Carotid endarterectomy with simultaneous retrograde common carotid artery stenting (CEA-RCCAS) is performed with increasing frequency to treat tandem common and internal carotid artery stenoses. Technical details are not clearly delineated in the literature. Our procedure aims to maximize procedural ease and cerebral protection. Although the need for the endovascular component being performed first, followed by shunt placement, and the use of short wires and sheaths has been advocated, we describe the avoidance of shunt placement and the use of long sheaths to facilitate the procedure using local anesthesia and cervical blockade.
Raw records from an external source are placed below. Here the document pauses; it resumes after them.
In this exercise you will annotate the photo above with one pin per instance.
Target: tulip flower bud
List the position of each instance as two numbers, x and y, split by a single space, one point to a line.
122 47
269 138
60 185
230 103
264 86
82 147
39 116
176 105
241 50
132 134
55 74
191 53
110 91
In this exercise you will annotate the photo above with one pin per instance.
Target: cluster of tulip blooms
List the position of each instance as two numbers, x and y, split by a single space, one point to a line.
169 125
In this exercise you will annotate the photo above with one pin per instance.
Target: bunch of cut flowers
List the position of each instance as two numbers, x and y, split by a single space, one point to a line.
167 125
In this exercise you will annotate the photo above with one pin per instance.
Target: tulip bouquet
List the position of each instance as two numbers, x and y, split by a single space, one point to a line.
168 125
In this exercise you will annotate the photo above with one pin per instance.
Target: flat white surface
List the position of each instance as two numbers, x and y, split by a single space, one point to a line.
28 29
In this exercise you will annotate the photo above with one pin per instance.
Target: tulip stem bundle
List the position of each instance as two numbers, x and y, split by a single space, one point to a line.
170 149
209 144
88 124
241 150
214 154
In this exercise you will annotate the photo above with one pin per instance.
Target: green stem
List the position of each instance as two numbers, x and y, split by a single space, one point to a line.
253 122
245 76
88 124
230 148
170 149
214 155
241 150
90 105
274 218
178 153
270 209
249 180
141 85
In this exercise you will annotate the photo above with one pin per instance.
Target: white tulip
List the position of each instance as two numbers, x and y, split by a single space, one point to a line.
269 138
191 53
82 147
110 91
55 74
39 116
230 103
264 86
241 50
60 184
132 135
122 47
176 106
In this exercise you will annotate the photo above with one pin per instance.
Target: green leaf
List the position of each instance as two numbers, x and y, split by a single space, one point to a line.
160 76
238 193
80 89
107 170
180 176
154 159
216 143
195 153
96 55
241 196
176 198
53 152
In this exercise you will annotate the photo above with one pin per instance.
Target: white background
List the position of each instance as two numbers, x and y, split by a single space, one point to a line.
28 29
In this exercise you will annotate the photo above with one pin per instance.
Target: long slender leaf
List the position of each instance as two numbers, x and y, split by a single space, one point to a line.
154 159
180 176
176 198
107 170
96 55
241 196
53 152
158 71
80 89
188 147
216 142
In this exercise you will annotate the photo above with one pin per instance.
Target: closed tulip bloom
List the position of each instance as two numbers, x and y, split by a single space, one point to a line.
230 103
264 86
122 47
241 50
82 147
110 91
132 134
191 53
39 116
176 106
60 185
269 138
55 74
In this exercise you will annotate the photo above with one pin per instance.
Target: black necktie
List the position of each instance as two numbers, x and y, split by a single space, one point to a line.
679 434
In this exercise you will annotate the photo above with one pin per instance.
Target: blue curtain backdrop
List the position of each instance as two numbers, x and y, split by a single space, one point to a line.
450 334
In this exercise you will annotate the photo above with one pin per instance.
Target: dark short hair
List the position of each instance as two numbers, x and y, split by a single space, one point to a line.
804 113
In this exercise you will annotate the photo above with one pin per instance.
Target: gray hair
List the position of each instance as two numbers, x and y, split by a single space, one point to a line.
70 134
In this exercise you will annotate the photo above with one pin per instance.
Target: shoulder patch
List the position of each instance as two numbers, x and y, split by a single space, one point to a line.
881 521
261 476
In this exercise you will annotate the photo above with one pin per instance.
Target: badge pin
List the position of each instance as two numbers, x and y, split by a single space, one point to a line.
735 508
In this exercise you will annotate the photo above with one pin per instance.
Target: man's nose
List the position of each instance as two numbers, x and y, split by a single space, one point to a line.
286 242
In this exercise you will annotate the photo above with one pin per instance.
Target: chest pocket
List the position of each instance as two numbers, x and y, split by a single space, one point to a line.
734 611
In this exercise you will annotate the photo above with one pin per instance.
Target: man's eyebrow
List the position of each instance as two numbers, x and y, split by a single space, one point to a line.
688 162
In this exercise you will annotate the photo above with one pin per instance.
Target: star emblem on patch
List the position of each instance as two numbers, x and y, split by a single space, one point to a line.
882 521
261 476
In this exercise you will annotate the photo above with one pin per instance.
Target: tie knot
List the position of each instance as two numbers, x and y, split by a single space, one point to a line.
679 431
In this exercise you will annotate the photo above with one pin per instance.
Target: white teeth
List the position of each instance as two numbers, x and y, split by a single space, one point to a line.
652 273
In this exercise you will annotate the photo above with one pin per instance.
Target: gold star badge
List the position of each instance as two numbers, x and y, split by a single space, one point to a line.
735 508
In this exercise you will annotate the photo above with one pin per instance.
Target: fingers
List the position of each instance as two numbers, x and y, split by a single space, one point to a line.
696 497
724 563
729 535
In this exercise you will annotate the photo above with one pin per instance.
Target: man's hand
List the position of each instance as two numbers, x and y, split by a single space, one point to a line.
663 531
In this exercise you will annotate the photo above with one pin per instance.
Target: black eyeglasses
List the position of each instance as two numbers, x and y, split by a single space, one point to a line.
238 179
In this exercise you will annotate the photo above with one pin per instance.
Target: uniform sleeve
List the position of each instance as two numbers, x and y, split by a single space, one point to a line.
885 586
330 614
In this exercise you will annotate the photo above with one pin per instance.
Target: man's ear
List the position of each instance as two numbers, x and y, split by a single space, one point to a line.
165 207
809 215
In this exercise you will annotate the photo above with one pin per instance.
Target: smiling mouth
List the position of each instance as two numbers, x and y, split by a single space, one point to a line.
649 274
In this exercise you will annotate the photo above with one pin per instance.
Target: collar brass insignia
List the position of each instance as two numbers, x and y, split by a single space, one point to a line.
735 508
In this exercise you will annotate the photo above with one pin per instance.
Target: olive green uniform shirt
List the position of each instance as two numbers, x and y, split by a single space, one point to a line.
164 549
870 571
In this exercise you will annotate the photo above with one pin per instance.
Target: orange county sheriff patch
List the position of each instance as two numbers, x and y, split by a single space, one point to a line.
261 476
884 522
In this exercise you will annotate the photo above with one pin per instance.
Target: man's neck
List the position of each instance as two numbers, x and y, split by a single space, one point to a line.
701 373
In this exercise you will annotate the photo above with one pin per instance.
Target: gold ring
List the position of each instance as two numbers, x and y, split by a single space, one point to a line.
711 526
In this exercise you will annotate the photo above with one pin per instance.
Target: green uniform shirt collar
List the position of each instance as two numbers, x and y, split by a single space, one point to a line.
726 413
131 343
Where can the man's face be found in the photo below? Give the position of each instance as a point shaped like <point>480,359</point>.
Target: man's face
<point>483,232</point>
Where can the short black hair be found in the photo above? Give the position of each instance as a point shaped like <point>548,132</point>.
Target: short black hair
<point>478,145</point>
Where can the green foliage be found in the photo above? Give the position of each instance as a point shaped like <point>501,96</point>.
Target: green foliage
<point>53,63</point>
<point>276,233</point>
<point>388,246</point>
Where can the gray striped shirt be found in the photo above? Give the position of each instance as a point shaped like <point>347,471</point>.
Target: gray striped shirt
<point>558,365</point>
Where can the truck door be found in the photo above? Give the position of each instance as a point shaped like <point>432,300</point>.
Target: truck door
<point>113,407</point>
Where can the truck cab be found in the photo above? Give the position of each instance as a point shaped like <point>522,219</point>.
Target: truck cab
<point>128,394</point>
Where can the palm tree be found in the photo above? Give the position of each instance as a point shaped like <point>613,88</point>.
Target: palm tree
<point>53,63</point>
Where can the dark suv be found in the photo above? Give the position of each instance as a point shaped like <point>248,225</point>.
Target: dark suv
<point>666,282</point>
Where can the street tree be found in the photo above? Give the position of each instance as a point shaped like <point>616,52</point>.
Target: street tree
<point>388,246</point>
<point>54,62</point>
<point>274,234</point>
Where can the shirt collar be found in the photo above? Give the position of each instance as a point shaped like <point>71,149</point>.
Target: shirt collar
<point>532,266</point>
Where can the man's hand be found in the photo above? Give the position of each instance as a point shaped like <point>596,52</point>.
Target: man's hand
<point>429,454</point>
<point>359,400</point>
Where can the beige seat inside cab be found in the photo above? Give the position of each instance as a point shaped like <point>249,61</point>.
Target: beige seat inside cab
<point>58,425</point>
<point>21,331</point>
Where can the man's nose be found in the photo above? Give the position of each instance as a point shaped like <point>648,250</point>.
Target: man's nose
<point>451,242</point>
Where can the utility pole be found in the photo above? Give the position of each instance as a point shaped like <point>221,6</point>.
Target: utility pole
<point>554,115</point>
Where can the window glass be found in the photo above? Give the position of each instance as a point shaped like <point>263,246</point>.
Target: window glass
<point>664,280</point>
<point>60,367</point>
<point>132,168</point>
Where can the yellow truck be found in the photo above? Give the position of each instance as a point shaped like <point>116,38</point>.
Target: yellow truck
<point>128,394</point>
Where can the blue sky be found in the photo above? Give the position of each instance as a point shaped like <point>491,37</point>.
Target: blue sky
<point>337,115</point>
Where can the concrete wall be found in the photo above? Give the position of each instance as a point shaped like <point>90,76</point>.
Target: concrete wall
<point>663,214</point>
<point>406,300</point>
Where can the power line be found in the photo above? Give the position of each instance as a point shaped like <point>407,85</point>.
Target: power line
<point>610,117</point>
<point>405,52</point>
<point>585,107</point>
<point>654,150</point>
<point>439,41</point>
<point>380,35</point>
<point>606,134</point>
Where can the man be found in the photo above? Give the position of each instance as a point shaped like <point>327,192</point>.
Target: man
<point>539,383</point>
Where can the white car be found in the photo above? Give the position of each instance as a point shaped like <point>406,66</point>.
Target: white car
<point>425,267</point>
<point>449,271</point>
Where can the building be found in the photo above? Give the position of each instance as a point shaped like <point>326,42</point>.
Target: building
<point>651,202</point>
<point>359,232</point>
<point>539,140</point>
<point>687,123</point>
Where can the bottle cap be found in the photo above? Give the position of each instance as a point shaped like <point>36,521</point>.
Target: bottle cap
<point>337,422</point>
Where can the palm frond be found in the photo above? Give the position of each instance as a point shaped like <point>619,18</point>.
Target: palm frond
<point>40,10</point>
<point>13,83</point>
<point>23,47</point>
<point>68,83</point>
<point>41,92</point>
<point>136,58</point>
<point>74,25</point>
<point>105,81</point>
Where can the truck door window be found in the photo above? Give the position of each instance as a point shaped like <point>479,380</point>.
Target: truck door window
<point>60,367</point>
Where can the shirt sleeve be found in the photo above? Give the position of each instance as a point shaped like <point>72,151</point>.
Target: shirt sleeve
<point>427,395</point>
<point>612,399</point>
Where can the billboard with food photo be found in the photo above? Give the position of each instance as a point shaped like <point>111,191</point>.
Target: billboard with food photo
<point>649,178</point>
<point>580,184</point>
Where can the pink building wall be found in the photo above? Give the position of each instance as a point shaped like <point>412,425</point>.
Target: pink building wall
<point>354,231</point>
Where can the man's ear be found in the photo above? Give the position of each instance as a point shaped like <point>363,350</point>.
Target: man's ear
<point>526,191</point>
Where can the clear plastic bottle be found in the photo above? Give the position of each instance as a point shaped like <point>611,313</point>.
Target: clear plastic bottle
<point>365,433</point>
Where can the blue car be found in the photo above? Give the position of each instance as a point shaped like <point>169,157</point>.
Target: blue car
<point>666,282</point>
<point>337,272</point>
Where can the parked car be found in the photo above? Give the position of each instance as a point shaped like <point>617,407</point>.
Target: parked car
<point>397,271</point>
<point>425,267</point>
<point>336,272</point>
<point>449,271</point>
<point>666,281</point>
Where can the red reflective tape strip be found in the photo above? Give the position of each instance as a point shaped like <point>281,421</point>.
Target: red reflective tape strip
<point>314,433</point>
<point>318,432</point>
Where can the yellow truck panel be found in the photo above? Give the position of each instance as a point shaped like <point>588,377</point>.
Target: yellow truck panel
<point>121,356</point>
Use of local anesthesia, avoidance of a shunt, and use of a long sheath may increase the procedural applicability and safety in some patients. CEA-RCCAS permits safe simultaneous treatment of tandem common and internal carotid artery stenoses. The use of technical adjuncts described here will permit further expansion of the procedure to allow additional patients to be treated in this hybrid fashion.

摘要

同期逆行颈总动脉支架置入的颈动脉内膜切除术(CEA-RCCAS)治疗串联性颈总动脉和颈内动脉狭窄的应用频率日益增加。文献中对技术细节并未进行明确描述。我们的手术旨在最大程度地简化操作并实现脑保护。尽管有人主张先进行血管内操作,随后放置分流管,并使用短导丝和短鞘,但我们描述了一种避免放置分流管并使用长鞘的方法,以在局部麻醉和颈部阻滞下简化手术。使用局部麻醉、避免使用分流管以及使用长鞘可能会提高该手术在某些患者中的适用性和安全性。CEA-RCCAS能够安全地同期治疗串联性颈总动脉和颈内动脉狭窄。此处所述技术辅助手段的应用将使该手术得以进一步扩展,从而使更多患者能够以这种混合方式接受治疗。